SIRT4 as well as SIRT7 and NSCLC

SIRT4 is a mitochondrial SIRT and research on its functions related to NSCLC is currently scarce. Fu et al (81) found reduced expression of SIRT4 in 70 out of 133 NSCLC cases through immunohistochemistry. They noted that a low expression level of SIRT4 was associated with the metastatic stage of tumor lymph nodes, the histological type of the tumor, lymph node status, Ki-67 and poor overall survival. A further study revealed that SIRT4 suppresses lung cancer cell proliferation by regulating mitochondrial dynamics through the ERK-dynaminrelated protein 1 pathway. Furthermore, SIRT4 blocks the cell cycle, and suppresses cell invasion and migration, suggesting its crucial role as an important anti-tumor protein in NSCLC (81). Autophagy is one of the processes leading to the increasingly prevalent resistance to cytotoxic chemotherapy. Jiang et al (82) discovered that SIRT7 protein levels are significantly elevated after treatment with gemcitabine, an antimetabolite drug. Furthermore, they observed that SIRT7 deficiency promotes gemcitabine-induced cell death and enhances the antitumor activity of gemcitabine. These findings suggest that SIRT7 inhibition can enhance the effectiveness of antimetabolite therapy in NSCLC cells (82).

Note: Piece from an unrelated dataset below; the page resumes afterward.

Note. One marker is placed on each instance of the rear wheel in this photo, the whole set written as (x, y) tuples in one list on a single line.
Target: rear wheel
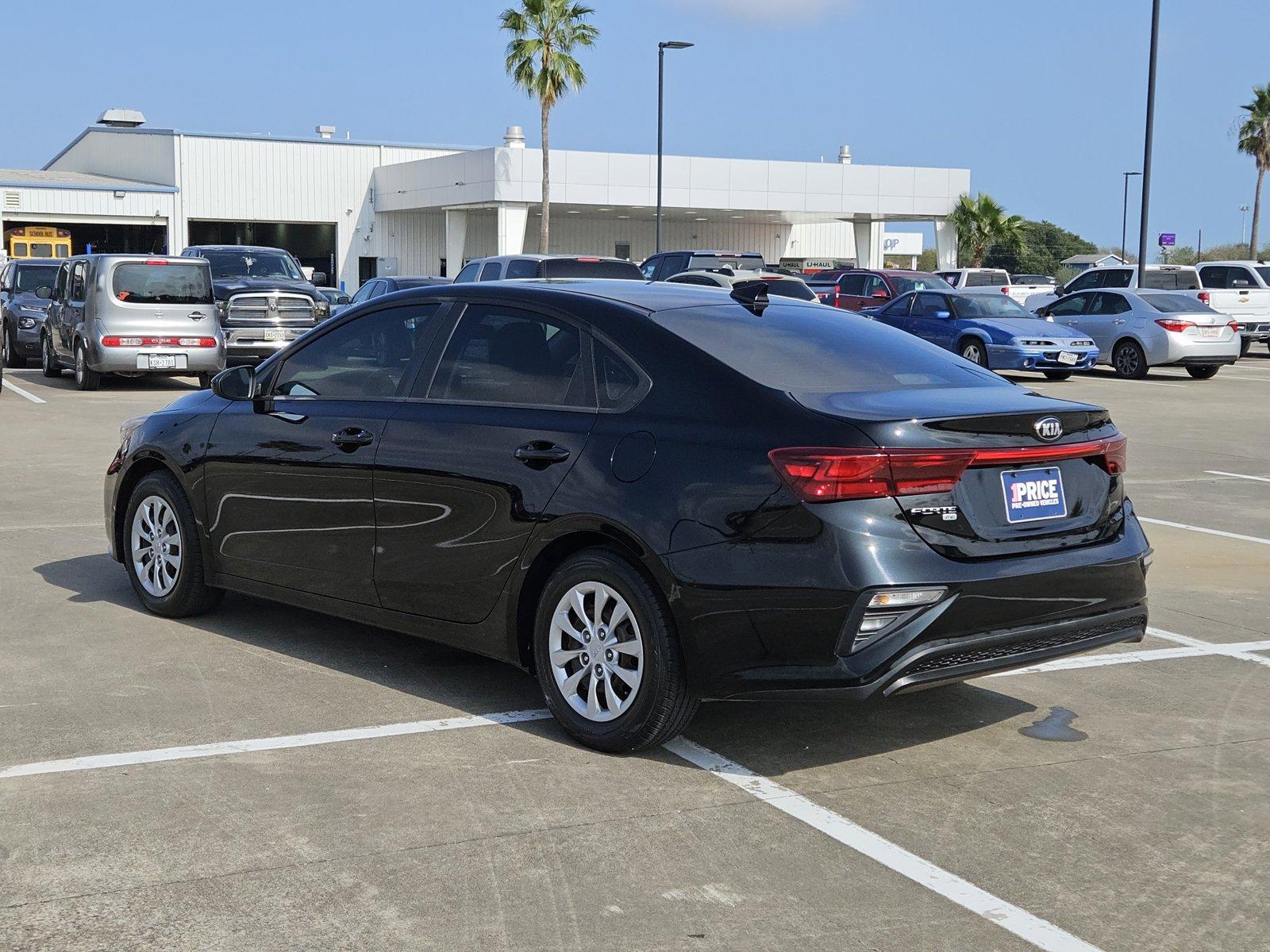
[(86, 378), (607, 655), (1130, 359), (162, 551), (48, 365), (973, 351)]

Mechanisms of SIRTs in NSCLC

SIRT-targeted therapies in NSCLC involve manipulating the functions of SIRT proteins to inhibit tumor growth and enhance the effectiveness of existing cancer treatments. The mechanisms through which SIRTs influence NSCLC can be broadly categorized based on their roles in cellular metabolism, DNA repair and regulation of gene expression.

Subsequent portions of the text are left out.